- Episode no.: Season 6 Episode 8
- Directed by: Chris Song; Bernard Derriman;
- Written by: Rich Rinaldi
- Production code: 5ASA15
- Original air date: February 21, 2016

Guest appearances
- Kevin Kline as Mr. Fischoeder; Steve Buscemi as Tom Innocenti; Jon Glaser as Jairo;

Episode chronology
| ← Previous "The Gene and Courtney Show" | Next → "Sacred Couch" |
- Bob's Burgers season 6

= Sexy Dance Healing =

"Sexy Dance Healing" is the eighth episode of the sixth season of the animated comedy series Bob's Burgers and the overall 96th episode, and is written by Rich Rinaldi and directed by Chris Song and Bernard Derriman. It aired on Fox in the United States on February 21, 2016. In the episode, Bob must take legal action after he slips on the sidewalk and needs to pay for surgery, and ends up under the care of Jairo, who attempts to heal him without a doctor. Meanwhile, Gene, Louise, and Tina create a fake law firm to settle their discrepancies towards each other.

==Plot==
Bob has been having trouble coming up with a "Burger of the Day" and when he takes a walk to clear his head, he slips in front of Jairo's Capoeira Emporium (from season 1, 'Sexy Dance Fighting'). At the doctor's office, Bob receives a cast for his torn labrum and is told he needs to pay $6000 for surgery and rehab. Nurse Sandra suggests Bob sue Jairo since he admitted to dumping oil on the sidewalk where Bob slipped and got injured.
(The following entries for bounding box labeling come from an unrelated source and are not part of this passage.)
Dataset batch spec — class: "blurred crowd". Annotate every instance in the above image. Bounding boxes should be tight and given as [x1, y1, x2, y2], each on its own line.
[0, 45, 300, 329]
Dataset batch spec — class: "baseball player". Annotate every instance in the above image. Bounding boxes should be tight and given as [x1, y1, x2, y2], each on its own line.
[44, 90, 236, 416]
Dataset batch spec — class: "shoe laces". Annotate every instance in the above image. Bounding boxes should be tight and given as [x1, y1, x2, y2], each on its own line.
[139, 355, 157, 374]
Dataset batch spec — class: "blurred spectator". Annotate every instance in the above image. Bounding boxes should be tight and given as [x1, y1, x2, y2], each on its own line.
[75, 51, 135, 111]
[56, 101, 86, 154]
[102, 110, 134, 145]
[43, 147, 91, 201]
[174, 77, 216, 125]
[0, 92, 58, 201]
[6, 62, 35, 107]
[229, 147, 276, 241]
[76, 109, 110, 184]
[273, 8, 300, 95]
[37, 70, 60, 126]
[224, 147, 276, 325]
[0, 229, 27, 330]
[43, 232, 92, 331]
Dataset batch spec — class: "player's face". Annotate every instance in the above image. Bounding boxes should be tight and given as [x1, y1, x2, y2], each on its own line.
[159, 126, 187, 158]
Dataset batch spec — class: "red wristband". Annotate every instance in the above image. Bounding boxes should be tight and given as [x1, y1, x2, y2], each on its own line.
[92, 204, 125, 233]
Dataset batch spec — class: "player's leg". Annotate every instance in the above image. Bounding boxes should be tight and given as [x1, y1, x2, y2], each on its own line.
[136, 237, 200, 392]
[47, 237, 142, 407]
After getting a letter from Bob's lawyer, Jairo offers to heal Bob in 10 sessions and if he cannot, he will pay for Bob's surgery. The Belcher kids, impressed with how well a lawyer's letter can get a response, make up a phony attorney letterhead and serve fake lawyer letters all over town to get what they want. Though Bob is initially skeptical of Jairo's free-spirited healing, the results make him a believer and soon his shoulder is healed. He is so thankful that when Jairo gets evicted from his studio, Bob invites him to stay at his house.
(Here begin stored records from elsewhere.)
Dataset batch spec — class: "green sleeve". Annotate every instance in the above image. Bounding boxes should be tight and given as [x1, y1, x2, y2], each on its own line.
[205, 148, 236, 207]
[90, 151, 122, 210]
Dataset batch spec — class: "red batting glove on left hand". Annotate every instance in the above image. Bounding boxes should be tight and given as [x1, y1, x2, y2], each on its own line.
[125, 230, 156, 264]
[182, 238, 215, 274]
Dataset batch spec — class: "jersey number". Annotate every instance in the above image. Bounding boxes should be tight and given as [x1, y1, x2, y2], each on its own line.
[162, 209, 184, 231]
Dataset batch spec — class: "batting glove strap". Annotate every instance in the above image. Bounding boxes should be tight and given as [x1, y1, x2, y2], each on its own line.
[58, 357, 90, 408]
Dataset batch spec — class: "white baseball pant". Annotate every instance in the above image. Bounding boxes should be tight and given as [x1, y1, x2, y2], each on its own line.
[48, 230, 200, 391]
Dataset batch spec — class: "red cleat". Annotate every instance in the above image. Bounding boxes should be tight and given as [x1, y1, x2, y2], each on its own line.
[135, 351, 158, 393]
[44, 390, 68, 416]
With the "Burger of the Day" deemed as the main thing causing Bob stress, he decides not to put one up which upsets his family and Teddy. The kids try to evict him with their phony lawyer letter but get found out. Linda gives Bob a burger order which initially stresses him out but ultimately spurs him to come up with a pun-perfect "Burger of the Day". Jairo is confused that Bob enjoys coming up with new burger names even if it's sometimes stressful, and he decides to leave. Luckily for Jairo, he gets his old studio back after the kids threaten his landlord, Mr. Fischoeder, with their fake lawyer letter and blackmail.

==Reception==
Sean Fitz-Gerald from Vulture gave the episode a mixed review by saying, "While all that might make "Sexy Dance Healing" sound like it embraces a stale set-up, its new dynamics and obstacles make it still feel somewhat fresh. To the Burger of the Day end, it's fun to watch an episode in which something normally seen in the background comes to the foreground. (It almost feels like a meta note on the rigors of the creative process — as Redditors have pointed out, it's easy to imagine how this story idea could have come about in the writers room.) And even though we know Jairo, we don't know the healing side of his business or his pro-Bob mindset."

The episode received a 1.1 rating and was watched by a total of 2.29 million people.